Die Kita Schlümpfli ist nicht mehr. Die Kinderkrippe, die in einem unscheinbaren Bürogebäude in Zürich-Altstetten untergebracht war, wurde geschlossen. Wie das Sozialdepartement der Stadt Zürich bestätigt, hat der Trägerverein der Kita Schlümpfli im März dieses Jahres den Betrieb eingestellt, wie das «SRF Regionaljournal» berichtet. 

Recherchen von Blick hatten aufgedeckt, dass hinter der Kita Anhänger der Scientology-Sekte standen. Die Kinder sollten nicht nur spielen, singen und malen, sondern auch im Geist der Ideologie von Scientology erzogen werden. 
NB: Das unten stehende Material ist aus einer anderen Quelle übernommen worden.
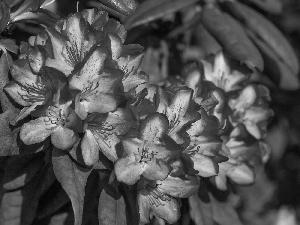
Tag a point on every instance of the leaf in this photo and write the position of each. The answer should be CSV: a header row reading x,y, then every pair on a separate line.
x,y
271,6
275,68
54,199
73,178
111,207
125,7
19,207
9,44
224,213
5,62
200,211
42,16
267,32
231,35
154,9
26,6
20,170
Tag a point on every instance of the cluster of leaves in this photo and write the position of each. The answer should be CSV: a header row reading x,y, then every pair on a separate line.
x,y
87,129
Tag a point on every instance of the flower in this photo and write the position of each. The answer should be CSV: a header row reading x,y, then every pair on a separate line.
x,y
35,85
161,197
103,131
147,155
59,121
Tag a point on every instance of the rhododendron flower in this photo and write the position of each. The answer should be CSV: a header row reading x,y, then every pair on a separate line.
x,y
72,39
161,197
149,154
59,121
34,85
103,132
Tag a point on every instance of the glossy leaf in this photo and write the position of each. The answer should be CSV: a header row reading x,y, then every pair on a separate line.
x,y
5,62
73,179
200,211
125,7
20,170
267,32
271,6
231,35
275,68
224,213
154,9
19,206
111,207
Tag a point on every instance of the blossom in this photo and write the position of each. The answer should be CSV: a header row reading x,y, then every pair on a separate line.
x,y
148,154
58,121
34,85
103,131
161,197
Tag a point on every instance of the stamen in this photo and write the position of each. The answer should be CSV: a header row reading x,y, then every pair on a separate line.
x,y
54,118
35,92
89,90
102,132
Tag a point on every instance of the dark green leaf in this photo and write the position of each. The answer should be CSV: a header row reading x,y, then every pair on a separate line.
x,y
154,9
275,68
112,209
267,32
73,179
200,211
53,200
231,35
271,6
41,16
224,213
125,7
5,62
19,170
4,15
19,207
26,6
10,45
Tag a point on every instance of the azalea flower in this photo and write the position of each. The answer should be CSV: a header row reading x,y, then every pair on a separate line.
x,y
103,131
58,121
161,197
148,154
34,85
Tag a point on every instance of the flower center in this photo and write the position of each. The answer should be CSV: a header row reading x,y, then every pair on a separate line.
x,y
89,90
156,197
145,154
54,117
35,92
101,132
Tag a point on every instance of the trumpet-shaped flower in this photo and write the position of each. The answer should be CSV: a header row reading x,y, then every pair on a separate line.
x,y
34,85
59,121
147,155
161,197
103,131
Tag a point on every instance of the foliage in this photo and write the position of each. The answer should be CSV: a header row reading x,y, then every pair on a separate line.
x,y
122,114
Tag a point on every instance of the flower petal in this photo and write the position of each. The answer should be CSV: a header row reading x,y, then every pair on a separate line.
x,y
128,170
90,149
206,166
144,209
178,187
90,71
63,138
35,131
114,44
156,169
168,210
154,128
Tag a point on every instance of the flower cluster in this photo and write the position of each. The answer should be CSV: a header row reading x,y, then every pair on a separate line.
x,y
242,110
82,88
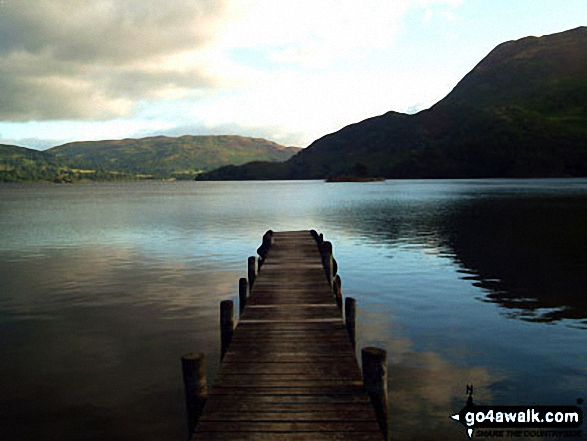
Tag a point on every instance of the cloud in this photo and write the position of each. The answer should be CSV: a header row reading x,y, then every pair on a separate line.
x,y
288,71
94,59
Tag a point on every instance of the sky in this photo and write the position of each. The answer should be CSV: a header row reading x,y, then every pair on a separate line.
x,y
288,71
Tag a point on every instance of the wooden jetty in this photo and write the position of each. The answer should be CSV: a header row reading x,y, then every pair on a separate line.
x,y
289,370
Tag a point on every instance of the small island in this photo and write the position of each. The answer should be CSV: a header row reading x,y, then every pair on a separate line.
x,y
353,178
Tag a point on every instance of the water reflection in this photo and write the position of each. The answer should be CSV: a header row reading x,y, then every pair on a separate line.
x,y
527,253
522,245
103,287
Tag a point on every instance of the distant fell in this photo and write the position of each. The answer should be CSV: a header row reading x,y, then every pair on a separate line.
x,y
521,112
166,157
158,157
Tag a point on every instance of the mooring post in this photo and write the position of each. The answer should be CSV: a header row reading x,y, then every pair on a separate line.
x,y
263,250
252,270
196,391
327,260
226,324
337,290
243,293
375,382
350,313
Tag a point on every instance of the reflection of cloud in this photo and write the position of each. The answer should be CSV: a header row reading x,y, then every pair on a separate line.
x,y
425,388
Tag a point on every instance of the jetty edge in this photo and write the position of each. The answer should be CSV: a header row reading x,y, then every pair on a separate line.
x,y
288,368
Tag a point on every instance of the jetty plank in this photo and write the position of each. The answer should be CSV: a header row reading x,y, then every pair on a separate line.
x,y
290,371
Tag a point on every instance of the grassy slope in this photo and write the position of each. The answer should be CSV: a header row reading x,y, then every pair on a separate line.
x,y
156,157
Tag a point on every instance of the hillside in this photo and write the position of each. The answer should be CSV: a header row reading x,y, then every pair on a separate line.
x,y
521,112
22,164
147,158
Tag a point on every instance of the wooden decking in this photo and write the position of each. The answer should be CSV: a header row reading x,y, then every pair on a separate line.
x,y
290,372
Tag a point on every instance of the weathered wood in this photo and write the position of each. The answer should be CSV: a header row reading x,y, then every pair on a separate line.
x,y
226,325
290,372
243,293
195,387
252,270
375,380
337,290
350,312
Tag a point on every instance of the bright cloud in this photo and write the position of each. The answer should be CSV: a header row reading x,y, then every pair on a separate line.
x,y
292,71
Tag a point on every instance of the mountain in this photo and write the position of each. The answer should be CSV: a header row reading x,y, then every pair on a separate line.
x,y
23,164
164,157
521,112
157,157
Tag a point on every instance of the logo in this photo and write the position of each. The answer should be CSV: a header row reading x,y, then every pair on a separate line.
x,y
512,420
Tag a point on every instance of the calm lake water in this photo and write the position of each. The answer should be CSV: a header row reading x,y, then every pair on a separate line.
x,y
104,286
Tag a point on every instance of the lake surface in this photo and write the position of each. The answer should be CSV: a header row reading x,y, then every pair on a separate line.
x,y
104,286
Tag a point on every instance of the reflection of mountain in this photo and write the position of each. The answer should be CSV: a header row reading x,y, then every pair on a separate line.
x,y
527,252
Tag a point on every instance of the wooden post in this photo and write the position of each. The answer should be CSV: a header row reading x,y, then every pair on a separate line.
x,y
196,391
243,293
337,290
226,325
252,270
263,250
327,260
350,313
375,382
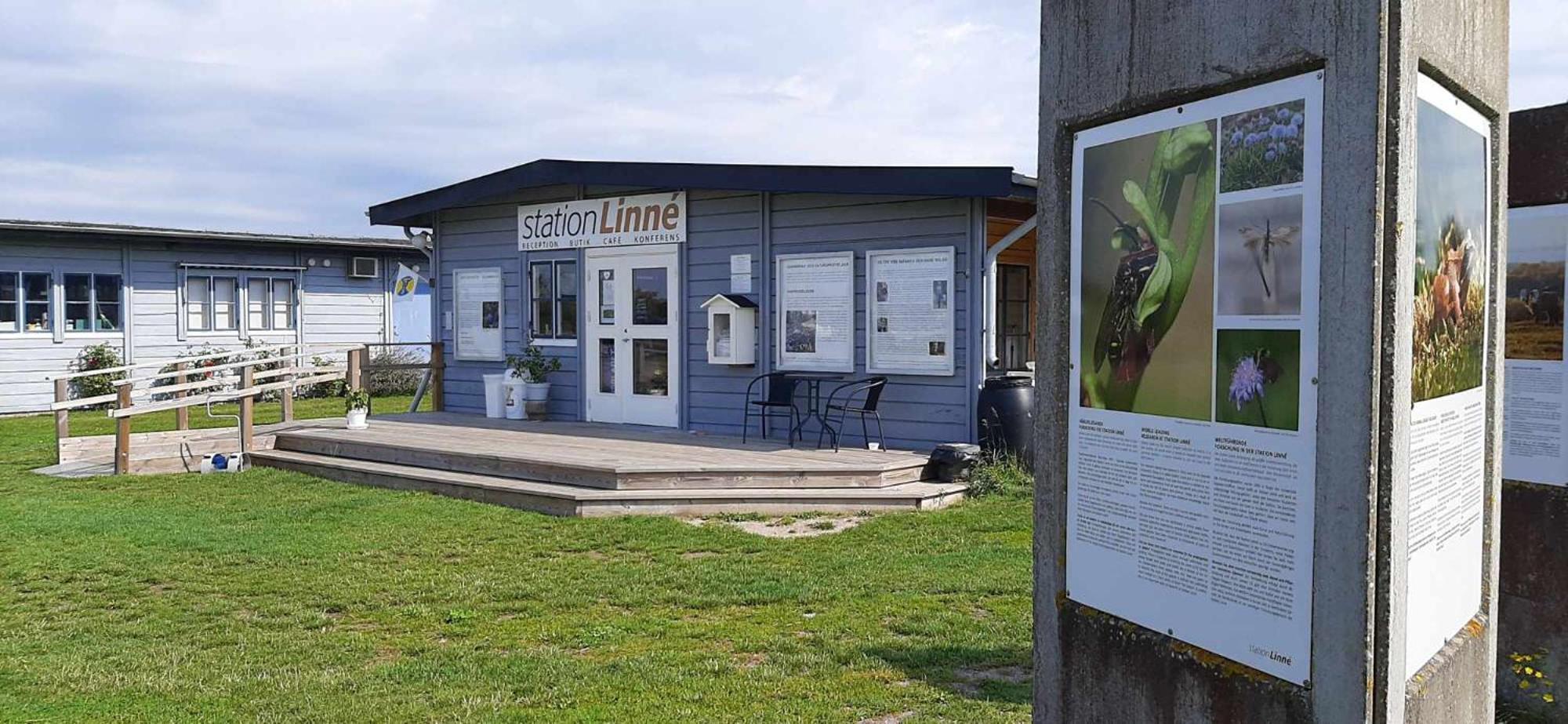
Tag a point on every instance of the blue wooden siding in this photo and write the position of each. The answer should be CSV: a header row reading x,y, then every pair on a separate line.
x,y
335,309
918,411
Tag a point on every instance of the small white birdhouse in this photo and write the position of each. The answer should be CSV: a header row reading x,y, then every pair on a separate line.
x,y
731,329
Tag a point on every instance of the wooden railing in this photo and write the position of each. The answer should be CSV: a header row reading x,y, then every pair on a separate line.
x,y
186,383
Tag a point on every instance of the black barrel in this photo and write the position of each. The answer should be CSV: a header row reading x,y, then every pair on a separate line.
x,y
1007,417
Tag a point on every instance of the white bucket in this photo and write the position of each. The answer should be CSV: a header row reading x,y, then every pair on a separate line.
x,y
495,395
515,402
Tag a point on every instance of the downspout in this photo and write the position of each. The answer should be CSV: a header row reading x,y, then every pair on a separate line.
x,y
989,328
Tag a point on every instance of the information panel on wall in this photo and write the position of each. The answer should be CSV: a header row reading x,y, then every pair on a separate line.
x,y
1448,419
479,300
1194,344
816,312
1534,431
910,311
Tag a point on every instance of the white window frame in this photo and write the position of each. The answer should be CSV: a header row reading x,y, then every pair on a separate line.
x,y
93,303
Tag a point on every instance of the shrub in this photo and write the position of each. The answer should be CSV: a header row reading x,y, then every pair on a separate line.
x,y
1001,474
96,358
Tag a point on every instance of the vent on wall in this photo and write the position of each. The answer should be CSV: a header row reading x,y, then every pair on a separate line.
x,y
363,267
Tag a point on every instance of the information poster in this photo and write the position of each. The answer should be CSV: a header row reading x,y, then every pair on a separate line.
x,y
816,300
910,312
1194,315
1448,422
477,298
1534,436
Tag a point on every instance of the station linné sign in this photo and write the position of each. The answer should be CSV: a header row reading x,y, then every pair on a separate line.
x,y
615,221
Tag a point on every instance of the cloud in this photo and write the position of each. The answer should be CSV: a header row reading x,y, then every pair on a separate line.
x,y
294,116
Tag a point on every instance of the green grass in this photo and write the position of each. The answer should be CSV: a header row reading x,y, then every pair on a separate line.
x,y
272,596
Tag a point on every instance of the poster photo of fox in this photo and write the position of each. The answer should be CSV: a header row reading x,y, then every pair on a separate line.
x,y
1451,245
1147,273
1534,314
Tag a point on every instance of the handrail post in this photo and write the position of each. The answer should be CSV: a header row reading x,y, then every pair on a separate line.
x,y
183,416
123,431
247,409
357,366
62,416
288,392
438,377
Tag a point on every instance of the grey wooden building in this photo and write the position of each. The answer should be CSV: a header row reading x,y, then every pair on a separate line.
x,y
535,254
156,293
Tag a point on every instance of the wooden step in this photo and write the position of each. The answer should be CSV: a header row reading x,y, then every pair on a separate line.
x,y
557,499
593,457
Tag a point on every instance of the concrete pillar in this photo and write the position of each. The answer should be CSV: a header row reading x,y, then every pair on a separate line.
x,y
1112,60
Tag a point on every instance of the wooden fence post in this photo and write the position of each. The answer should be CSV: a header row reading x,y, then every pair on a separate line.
x,y
247,409
183,416
438,377
62,416
288,391
123,433
357,364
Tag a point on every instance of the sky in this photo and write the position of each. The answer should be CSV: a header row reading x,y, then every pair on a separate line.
x,y
294,116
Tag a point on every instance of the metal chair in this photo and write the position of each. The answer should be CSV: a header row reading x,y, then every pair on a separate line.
x,y
868,406
780,398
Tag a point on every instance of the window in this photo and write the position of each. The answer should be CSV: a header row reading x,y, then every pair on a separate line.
x,y
10,301
35,301
269,303
92,303
553,303
1014,323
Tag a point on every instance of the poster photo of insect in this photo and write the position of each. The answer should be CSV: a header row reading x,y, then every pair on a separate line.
x,y
1258,378
1263,147
1451,243
1260,251
1147,276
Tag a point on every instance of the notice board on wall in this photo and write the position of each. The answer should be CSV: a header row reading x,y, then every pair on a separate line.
x,y
1194,342
910,311
1448,417
479,298
1534,431
816,312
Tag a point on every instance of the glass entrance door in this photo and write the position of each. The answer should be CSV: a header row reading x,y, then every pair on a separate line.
x,y
634,358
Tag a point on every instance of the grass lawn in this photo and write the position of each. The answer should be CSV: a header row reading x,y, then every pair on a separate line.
x,y
278,598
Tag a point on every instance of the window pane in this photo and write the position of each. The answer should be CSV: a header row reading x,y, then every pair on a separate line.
x,y
650,297
283,304
652,367
106,287
543,320
568,317
79,317
256,304
198,303
109,317
35,287
79,289
223,303
35,317
606,366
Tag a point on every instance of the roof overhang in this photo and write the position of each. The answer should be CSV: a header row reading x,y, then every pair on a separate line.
x,y
907,180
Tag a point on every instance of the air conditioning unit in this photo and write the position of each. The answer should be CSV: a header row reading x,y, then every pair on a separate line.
x,y
365,267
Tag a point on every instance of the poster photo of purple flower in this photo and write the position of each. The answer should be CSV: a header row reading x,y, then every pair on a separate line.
x,y
1263,147
1258,378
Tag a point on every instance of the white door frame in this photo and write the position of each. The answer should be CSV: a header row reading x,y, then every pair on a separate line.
x,y
625,405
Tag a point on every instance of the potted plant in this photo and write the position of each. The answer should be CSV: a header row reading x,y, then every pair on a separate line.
x,y
357,406
535,367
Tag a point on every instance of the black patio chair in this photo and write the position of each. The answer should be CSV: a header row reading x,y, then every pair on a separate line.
x,y
871,394
780,398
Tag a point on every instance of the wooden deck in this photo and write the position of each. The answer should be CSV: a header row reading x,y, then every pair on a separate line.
x,y
589,469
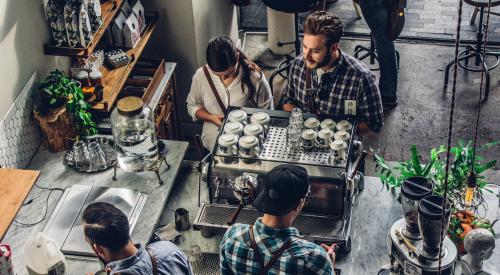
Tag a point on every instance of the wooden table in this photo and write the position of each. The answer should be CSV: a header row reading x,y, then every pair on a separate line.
x,y
15,185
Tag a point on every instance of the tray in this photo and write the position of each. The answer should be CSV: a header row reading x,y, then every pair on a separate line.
x,y
107,146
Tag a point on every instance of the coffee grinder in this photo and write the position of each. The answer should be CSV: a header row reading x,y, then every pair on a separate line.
x,y
417,253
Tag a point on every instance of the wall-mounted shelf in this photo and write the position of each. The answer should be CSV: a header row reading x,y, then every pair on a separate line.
x,y
109,9
115,79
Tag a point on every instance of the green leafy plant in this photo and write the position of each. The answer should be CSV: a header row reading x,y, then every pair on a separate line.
x,y
55,91
461,221
435,168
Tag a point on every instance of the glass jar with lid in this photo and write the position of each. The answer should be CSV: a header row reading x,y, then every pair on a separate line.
x,y
134,134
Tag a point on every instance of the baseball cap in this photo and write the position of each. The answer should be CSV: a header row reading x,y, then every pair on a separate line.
x,y
284,186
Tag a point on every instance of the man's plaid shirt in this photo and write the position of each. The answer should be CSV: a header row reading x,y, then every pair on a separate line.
x,y
303,257
349,80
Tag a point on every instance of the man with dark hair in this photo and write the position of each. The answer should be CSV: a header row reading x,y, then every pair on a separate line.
x,y
271,244
325,80
106,229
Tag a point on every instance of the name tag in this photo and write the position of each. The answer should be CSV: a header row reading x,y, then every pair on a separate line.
x,y
350,107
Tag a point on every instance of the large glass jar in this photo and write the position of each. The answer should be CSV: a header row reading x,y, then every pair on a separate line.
x,y
134,134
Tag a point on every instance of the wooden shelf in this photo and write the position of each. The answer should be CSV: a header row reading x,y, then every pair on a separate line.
x,y
115,79
109,10
15,185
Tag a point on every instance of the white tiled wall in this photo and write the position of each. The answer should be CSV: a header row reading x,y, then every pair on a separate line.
x,y
19,134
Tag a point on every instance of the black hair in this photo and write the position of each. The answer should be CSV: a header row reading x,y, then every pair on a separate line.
x,y
222,53
106,225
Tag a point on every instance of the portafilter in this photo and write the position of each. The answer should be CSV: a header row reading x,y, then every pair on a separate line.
x,y
244,189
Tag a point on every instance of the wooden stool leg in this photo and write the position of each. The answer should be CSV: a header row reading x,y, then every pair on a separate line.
x,y
357,9
474,14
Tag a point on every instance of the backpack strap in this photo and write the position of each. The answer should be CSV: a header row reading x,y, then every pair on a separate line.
x,y
214,90
153,260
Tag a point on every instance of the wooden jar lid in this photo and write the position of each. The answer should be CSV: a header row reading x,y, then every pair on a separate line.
x,y
130,106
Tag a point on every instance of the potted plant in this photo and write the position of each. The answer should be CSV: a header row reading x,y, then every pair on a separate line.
x,y
61,111
462,220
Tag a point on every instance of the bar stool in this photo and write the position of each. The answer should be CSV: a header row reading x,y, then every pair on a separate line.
x,y
476,51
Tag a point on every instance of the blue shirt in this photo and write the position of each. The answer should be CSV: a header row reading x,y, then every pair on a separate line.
x,y
303,257
169,258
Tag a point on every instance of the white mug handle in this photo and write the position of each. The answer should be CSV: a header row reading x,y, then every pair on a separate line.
x,y
257,151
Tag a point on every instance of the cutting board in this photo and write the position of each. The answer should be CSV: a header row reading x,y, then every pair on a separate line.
x,y
15,184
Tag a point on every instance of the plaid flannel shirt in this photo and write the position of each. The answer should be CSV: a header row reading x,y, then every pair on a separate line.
x,y
303,257
349,80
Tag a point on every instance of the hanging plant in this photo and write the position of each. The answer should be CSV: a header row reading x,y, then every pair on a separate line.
x,y
55,91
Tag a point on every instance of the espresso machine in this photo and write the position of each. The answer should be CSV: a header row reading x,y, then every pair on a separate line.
x,y
326,216
413,241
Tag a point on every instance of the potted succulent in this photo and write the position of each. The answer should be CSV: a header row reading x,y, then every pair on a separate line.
x,y
61,111
462,220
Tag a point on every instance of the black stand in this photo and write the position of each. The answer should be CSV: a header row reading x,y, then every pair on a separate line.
x,y
370,52
477,53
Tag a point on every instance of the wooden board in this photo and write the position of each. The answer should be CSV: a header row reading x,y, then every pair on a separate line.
x,y
15,184
108,10
115,79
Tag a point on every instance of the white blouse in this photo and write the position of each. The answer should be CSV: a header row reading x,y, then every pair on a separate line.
x,y
201,95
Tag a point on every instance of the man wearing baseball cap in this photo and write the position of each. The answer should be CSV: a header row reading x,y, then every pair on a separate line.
x,y
272,244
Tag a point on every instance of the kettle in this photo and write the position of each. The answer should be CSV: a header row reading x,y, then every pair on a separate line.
x,y
43,256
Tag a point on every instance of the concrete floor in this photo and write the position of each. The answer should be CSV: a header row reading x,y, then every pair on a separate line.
x,y
430,19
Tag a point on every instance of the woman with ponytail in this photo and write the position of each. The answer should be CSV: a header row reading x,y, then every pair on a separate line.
x,y
228,79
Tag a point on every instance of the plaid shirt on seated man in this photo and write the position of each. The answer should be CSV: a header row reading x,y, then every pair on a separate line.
x,y
271,245
303,257
349,82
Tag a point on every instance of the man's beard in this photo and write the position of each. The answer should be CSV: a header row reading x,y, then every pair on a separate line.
x,y
322,63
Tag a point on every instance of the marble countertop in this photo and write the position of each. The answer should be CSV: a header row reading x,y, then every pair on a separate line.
x,y
54,174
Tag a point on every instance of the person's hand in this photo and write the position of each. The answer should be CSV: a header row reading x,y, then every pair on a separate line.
x,y
331,251
217,119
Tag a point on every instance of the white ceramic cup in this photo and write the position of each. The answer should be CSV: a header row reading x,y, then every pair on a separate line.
x,y
328,124
308,138
249,146
256,130
233,128
342,135
228,145
325,138
312,123
344,125
262,119
338,151
238,116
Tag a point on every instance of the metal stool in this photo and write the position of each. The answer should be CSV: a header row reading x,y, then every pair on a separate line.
x,y
370,52
476,51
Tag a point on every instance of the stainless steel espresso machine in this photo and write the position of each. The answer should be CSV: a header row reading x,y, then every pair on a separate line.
x,y
234,179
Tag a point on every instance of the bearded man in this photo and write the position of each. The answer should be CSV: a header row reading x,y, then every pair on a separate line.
x,y
324,80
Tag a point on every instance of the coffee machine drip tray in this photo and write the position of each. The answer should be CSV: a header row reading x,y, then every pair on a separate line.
x,y
65,224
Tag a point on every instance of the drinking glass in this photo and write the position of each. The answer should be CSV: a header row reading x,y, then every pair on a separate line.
x,y
80,154
97,161
293,137
296,118
196,257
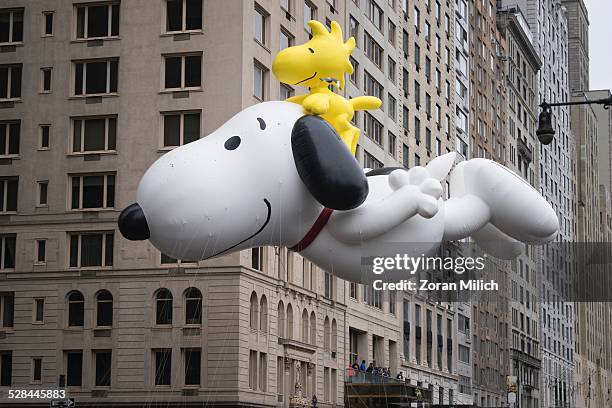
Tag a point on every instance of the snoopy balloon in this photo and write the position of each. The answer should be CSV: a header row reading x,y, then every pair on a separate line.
x,y
272,176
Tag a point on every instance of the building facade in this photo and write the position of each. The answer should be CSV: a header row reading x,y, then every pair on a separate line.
x,y
522,66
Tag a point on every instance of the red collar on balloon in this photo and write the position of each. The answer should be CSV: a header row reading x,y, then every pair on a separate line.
x,y
314,231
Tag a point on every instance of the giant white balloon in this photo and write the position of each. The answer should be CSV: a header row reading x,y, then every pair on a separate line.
x,y
271,176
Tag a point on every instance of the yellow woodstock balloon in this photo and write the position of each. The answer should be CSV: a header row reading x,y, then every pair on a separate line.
x,y
322,61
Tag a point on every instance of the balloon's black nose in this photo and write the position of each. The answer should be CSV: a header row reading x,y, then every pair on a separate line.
x,y
133,224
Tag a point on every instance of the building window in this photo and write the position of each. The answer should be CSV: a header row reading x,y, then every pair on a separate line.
x,y
252,369
373,128
405,156
104,308
97,21
45,136
286,92
310,13
329,285
8,194
372,49
183,15
163,307
392,141
163,366
257,258
7,309
263,372
37,370
193,306
355,75
91,249
6,368
11,26
94,191
39,310
391,29
74,368
260,74
41,251
192,363
372,86
103,367
374,14
10,81
47,23
98,77
260,21
286,39
183,72
254,311
180,128
94,135
391,106
7,251
45,74
76,309
9,138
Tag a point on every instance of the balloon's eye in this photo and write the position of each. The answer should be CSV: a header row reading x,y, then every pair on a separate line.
x,y
232,143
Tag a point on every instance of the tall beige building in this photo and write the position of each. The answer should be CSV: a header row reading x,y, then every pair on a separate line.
x,y
91,94
522,66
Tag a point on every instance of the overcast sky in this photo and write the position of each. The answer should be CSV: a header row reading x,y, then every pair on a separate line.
x,y
600,47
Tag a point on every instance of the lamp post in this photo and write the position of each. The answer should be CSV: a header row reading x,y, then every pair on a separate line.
x,y
545,131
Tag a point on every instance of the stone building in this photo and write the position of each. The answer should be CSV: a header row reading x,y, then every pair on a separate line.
x,y
522,66
95,92
488,132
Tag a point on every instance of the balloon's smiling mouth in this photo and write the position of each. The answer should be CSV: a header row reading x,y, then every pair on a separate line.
x,y
252,235
307,79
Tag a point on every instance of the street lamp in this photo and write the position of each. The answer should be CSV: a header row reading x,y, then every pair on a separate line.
x,y
545,131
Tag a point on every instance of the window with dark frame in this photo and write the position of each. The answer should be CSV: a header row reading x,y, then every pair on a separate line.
x,y
45,137
91,250
97,77
43,189
192,364
41,250
260,21
10,81
163,307
37,370
193,306
10,136
103,367
183,15
39,310
183,72
7,306
7,251
76,309
92,191
11,26
259,81
98,20
104,309
47,23
74,368
163,366
6,368
94,134
46,79
180,128
8,194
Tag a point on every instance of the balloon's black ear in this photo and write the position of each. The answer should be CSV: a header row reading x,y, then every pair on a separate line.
x,y
326,166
Laufen der Sekte die Anhänger weg?

Die Krippe hatte sogar eine Bewilligung der Stadt. «Die Kita hat eine Betriebsbewilligung, erhält aber keine städtischen Subventionsgelder», sagte Debora Komso, Sprecherin des Zürcher Sozialdepartements, damals zu Blick.

Jetzt werden die Kinder anderweitig betreut. Die genauen Hintergründe für die Schliessung der Kita sind unklar. 

Sektenexperte Georg Schmid, Leiter der evangelischen Informationsstelle Relinfo, vermutet im «Regionaljournal», dass es einfach zu wenig Kinder in der Kita Schlümpfli gab und man deswegen keine Bewilligung mehr braucht. Diese ist ab sieben Kindern vorgeschrieben. Schmid vermutet, dass der Sekte die Anhänger weglaufen. 

Dass weniger Eltern ihre Kinder in die Kita Schlümpfli schicken wollten, bestätigt der Elternverein Schlümpfli nicht. Die Bedürfnisse der Betreuung hätten sich geändert. 

Pädagogik in der Kritik

Scientology sieht sich international seit Jahren mit heftigen Vorwürfen konfrontiert. Die Sekte sei totalitär, antidemokratisch und wer einmal Mitglied ist, finde nur noch schwer hinaus. Die Scientology-Bewegung streitet das ab.

Besonders in der Kritik steht die Pädagogik des mittlerweile verstorbenen Sektengründers L. Ron Hubbard, auf die sich im Handelsregister auch die Zürcher Schlümpfli-Kita berief. «Es ist möglich, ein Kind jeder Altersstufe, nachdem es sprechen gelernt hat, zu auditieren», schrieb Hubbard 1951. Auditing – so nennen die Scientologen eine Art Selbstanalyse unter Anleitung. In oft stundenlangen Psycho-Gesprächen werden Kindern persönliche Fragen gestellt. Beim Auditing erlitten Kinder gelegentlich heftige Schmerzen, so Hubbard. «Sie befreien sich in solchen Fällen von alten Geschehnissen und Bestrafungen.»

Scientology-Sprecher Jürg Stettler will von einem Mitgliederschwund nichts wissen. «Alleine in den letzten Monaten eröffneten 4 grosse Scientology-Zentren weltweit, zuletzt in Paris», so Stettler zu Blick. Die Pädagogik von L. Ron Hubbard sei «sehr kindbezogen».